Fusion abgeschlossen: Micro Focus und HPE Software vereint

Micro Focus und die Software-Sparte von HPE sind zu einem der weltgrößten Software-Anbieter verschmolzen, der Lösungen von der Anwendungsentwicklung über IT-Verwaltung bis Security und Predictive Analytics bietet.

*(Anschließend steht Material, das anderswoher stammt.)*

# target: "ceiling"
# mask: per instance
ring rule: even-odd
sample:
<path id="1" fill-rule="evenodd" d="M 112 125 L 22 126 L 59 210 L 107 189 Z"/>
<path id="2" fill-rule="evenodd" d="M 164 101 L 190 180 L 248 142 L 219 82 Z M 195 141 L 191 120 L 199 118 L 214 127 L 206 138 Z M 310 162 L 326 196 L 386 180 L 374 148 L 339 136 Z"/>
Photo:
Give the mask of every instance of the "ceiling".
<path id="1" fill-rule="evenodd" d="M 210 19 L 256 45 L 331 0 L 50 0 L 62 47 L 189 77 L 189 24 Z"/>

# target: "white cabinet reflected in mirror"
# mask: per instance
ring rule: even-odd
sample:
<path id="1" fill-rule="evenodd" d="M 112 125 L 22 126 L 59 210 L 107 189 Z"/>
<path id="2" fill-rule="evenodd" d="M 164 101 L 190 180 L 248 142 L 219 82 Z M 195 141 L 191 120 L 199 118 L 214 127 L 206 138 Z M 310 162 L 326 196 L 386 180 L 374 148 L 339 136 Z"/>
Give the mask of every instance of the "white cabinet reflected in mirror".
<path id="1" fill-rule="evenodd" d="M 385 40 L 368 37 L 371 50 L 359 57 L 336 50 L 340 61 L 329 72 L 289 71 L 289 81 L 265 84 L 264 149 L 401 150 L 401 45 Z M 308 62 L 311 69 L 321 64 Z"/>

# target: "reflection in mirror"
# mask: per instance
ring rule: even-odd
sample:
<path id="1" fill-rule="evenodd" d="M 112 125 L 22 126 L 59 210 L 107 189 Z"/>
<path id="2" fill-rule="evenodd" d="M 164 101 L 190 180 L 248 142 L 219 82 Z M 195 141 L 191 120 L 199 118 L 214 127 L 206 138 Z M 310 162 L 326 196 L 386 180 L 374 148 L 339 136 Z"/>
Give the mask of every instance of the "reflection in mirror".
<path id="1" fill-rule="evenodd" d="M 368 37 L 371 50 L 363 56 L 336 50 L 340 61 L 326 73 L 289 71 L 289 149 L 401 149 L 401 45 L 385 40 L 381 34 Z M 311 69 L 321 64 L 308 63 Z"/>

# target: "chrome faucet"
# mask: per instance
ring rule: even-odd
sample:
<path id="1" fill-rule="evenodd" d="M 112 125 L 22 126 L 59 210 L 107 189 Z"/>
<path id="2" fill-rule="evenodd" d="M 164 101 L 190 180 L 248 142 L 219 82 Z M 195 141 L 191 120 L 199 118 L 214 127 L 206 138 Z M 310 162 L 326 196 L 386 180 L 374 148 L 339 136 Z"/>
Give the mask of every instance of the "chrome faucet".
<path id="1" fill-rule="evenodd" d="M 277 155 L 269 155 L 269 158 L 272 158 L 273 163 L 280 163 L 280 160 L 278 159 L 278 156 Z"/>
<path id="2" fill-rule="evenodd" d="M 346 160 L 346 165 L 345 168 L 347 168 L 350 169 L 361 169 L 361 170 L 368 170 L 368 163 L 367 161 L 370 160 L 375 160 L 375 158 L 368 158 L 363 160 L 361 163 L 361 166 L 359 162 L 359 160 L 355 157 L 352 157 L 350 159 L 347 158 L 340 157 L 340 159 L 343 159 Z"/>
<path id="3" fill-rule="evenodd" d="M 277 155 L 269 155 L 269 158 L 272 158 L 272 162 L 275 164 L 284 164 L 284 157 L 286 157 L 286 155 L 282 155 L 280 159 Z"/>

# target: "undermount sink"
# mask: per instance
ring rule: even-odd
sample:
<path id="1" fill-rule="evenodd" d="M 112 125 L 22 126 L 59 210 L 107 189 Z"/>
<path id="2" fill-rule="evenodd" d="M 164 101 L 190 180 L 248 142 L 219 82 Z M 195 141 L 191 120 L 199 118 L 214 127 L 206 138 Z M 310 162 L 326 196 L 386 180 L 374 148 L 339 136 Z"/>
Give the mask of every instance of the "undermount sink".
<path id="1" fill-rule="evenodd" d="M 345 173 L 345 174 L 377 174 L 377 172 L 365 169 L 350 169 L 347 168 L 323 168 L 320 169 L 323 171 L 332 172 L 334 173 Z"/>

Atrium der Micro-Focus-Zentrale in Newbury, UK
(Foto: Micro Focus)

Ein Jahr nach der Ankündigung ist die Ausgliederung der Software-Sparte von HPE und deren Fusion mit Micro Focus abgeschlossen. Das entstehende Unternehmen wird weiter Micro Focus heißen und von Chris Hsu als CEO geführt werden, der bislang COO von HPE war und das Software-Business des Herstellers leitete. Micro Focus ist nun, eigenen Angaben zufolge, der siebtgrößte reine Software-Anbieter der Welt und die größte an der Londoner Börse gelistete Technologiefirma.

Mit den von HPE kommenden Lösungen für Application Delivery Management, Big Data, Enterprise Security, Information Management and Governance sowie IT Operations Management, die beim IT-Konzern nicht mehr zum Kerngeschäft zählten, stellt sich Micro Focus stärker als Anbieter von Unternehmenssoftware auf. Das Portfolio umfasst nun DevOps-Lösungen für die Entwicklung und Auslieferung von Anwendungen, Tools für die Verwaltung hybrider IT-Umgebungen mit verschiedenen Bereitstellungs- und Nutzungsmodellen, dazu Lösungen für Security- und Risk-Management sowie Predictive Analytics.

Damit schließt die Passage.